After the debate, Gottfried, who chairs the Assembly’s Health Committee, came up from his seat in the audience and spoke to The Villager, rendering his opinion of the truthfulness of Kurland’s comment.
“Horses—!” he said.
Similarly, told a few days later of Kurland’s claims, Quinn said, “That is completely made-up. That couldn’t be farther from the truth.”
However, Kurland stood by her story in a follow-up interview with The Villager.
“We were able to get them to admit they have to have a hospital there,” she said. “But, it feels to me, they just turned around and tried to say the emergency room is a hospital.”

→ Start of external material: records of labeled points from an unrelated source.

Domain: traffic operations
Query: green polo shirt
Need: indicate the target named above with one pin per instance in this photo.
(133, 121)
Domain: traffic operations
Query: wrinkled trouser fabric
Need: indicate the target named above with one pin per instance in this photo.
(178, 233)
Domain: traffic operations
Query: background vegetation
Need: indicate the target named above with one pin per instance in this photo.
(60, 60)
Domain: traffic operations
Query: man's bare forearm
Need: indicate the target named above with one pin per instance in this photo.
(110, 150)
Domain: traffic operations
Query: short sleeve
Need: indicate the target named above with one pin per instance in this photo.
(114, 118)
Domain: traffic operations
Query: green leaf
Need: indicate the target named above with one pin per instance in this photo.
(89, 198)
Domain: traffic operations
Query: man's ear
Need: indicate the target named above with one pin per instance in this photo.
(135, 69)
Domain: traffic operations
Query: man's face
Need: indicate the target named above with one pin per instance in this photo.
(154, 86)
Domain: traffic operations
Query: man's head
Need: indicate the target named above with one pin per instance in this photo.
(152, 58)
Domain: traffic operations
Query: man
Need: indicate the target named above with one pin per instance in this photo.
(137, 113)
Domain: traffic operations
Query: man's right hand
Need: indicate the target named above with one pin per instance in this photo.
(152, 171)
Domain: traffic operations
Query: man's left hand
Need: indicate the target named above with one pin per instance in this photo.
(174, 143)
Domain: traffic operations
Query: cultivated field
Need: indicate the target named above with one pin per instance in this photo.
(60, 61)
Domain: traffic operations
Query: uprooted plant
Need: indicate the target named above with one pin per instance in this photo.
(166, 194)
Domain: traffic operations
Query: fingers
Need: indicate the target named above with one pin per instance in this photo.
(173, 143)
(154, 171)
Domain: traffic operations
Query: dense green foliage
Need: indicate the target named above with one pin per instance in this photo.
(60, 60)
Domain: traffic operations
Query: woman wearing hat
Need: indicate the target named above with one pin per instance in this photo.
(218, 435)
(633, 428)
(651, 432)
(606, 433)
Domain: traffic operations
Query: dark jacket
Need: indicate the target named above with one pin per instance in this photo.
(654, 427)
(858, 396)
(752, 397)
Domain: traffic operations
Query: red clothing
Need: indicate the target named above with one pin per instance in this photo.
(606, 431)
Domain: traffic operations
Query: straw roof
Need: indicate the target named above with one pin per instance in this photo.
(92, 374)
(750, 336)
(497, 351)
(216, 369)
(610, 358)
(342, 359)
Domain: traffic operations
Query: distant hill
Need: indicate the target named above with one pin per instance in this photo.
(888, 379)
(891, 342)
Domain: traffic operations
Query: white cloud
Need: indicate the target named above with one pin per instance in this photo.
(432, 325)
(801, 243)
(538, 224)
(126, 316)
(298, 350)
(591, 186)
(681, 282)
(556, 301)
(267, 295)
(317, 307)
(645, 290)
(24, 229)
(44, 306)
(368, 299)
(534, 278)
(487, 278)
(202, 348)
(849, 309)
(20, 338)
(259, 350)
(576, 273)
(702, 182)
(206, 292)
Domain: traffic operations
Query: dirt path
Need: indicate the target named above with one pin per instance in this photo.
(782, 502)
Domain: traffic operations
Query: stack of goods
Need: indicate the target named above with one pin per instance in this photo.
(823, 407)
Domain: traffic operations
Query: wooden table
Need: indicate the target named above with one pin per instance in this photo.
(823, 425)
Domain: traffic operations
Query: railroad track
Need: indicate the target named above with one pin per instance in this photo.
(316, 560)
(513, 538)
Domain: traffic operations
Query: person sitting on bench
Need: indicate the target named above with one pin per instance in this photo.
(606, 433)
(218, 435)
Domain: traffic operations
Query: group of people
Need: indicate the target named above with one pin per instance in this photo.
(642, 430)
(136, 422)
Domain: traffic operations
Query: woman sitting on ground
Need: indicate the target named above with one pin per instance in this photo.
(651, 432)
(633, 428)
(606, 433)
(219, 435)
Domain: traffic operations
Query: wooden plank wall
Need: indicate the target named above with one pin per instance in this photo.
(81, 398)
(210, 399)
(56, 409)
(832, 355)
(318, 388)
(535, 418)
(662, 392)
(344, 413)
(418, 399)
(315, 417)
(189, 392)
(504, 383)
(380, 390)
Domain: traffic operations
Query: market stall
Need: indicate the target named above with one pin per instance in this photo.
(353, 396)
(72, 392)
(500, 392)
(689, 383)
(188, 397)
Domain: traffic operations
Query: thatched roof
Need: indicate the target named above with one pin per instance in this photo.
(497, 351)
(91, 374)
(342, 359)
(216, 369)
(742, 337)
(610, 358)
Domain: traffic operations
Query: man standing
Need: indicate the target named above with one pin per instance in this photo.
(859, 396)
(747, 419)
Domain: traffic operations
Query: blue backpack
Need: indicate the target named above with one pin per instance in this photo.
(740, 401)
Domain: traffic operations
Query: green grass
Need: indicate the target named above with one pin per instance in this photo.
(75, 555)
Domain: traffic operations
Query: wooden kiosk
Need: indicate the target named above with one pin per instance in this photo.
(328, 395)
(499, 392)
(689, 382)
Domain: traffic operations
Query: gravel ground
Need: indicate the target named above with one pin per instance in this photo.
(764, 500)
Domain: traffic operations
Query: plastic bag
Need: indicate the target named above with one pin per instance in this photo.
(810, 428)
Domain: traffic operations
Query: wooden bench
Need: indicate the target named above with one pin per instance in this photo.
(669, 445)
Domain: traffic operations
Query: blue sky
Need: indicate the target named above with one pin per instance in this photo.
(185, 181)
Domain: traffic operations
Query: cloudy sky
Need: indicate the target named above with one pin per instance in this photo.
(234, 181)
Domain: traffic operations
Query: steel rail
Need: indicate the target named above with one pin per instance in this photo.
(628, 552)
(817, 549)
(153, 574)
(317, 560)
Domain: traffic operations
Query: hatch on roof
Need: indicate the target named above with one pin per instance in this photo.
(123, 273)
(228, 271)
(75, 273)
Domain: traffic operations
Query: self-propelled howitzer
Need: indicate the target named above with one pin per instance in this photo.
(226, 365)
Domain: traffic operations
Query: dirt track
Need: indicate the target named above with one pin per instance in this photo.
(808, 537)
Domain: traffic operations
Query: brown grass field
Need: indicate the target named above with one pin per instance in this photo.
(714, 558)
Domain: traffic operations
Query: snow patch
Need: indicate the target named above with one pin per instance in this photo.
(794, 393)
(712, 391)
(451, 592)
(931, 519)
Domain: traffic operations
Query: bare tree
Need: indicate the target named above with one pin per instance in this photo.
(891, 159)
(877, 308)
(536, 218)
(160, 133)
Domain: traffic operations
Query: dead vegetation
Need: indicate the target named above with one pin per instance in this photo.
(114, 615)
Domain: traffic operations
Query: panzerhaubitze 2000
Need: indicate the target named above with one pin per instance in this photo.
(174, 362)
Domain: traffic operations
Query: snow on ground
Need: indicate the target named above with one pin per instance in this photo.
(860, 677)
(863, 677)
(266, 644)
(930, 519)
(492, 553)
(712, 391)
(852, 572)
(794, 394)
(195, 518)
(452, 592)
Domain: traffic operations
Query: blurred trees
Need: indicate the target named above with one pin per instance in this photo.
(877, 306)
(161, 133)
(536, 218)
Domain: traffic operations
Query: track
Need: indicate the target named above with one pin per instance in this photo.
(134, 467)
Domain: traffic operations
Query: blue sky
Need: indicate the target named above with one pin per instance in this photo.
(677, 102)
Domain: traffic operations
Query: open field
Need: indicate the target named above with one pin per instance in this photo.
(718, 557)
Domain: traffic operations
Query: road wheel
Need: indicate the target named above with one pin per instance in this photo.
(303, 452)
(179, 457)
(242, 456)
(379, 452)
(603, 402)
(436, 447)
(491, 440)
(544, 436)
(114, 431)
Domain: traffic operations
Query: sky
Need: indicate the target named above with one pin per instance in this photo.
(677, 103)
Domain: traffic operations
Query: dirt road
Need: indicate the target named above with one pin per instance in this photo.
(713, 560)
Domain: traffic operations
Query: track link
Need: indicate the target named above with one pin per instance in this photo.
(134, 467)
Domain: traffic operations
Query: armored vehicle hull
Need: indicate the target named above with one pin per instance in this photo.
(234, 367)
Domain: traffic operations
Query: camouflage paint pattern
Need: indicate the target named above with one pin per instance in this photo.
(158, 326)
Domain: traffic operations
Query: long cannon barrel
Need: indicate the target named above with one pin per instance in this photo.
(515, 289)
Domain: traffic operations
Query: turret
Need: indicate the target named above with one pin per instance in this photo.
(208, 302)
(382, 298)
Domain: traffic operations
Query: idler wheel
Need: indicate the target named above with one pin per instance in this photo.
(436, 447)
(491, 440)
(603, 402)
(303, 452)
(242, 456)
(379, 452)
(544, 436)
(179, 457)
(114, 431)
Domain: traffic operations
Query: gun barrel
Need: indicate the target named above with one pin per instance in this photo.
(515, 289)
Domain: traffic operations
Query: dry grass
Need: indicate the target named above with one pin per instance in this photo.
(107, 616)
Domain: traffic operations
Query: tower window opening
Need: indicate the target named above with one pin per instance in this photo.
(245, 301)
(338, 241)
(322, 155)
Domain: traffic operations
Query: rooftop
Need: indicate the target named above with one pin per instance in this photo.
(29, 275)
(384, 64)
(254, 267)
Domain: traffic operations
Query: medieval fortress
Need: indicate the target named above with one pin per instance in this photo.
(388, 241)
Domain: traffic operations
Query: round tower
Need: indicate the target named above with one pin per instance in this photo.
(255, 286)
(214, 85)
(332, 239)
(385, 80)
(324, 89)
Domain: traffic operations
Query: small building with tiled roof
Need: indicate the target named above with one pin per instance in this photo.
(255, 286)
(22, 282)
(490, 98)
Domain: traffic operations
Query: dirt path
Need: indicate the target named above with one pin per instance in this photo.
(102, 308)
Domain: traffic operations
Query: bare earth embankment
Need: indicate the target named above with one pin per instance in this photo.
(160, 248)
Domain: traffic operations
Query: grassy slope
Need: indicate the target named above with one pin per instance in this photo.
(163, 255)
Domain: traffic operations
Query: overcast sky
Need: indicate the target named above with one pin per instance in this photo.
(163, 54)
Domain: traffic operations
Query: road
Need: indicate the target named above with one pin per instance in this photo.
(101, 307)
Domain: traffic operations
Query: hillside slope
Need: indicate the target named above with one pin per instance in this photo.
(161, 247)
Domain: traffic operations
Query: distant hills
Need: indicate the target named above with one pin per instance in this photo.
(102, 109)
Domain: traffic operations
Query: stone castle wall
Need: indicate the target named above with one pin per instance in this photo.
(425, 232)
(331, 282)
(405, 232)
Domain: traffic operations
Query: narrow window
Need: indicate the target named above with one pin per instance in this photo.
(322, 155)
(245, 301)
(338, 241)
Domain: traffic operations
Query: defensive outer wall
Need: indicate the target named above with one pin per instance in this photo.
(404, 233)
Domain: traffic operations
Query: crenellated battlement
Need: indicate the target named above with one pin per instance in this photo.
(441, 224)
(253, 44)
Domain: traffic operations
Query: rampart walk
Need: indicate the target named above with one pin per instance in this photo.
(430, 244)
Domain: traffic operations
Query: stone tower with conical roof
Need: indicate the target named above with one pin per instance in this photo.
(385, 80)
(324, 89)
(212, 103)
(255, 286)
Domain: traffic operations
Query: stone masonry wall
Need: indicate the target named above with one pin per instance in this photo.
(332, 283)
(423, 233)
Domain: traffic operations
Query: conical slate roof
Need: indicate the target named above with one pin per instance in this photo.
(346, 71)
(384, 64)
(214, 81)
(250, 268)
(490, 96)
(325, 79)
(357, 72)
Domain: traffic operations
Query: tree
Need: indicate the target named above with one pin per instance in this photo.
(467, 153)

Kurland was referring to the $110 million, 24/7, free-standing E.R. and comprehensive care center that North Shore-Long Island Jewish Health System is currently creating inside the former St. Vincent’s O’Toole building, at 12th St. and Seventh Ave., and which is slated to open next June.
But Kurland said the stand-alone E.R. is insufficient because it would only triage patients and not treat them. If someone needs more serious care, he or she will be transported from the N.S.L.I.J. facility to a nearby hospital.
For the record, Bill Rudin, head of Rudin Management, told The Villager a few years ago that Kurland, through her activism on the hospital issue, definitely does deserve credit for getting the free-standing E.R. However, Kurland dismisses it as a “two-and-a-half-bed” hospital, and advocates for building a 200-bed hospital on top of O’Toole by adding additional floors on top of it. Approval would be needed for this, though, from the state Department of Health.
Quinn, for her part, told The Villager there was no legal requirement for any health facility either at the former hospital site — now being developed into luxury condos by Rudin Management — or at the O’Toole site.
Asked to show some sort of tangible proof to back up her claims, Kurland told The Villager she could send the newspaper the memo she sent on the subject to the state attorney general. However, Kurland said she could not provide The Villager with the Department of Health’s supposed admission that a hospital is required at the former St. Vincent’s site — and that The Villager would somehow have to find this on its own.
Two weeks ago, while still campaigning for mayor, Quinn told this newspaper, “I’m going to commit to bringing back a full-service hospital to the Lower West Side. Period.”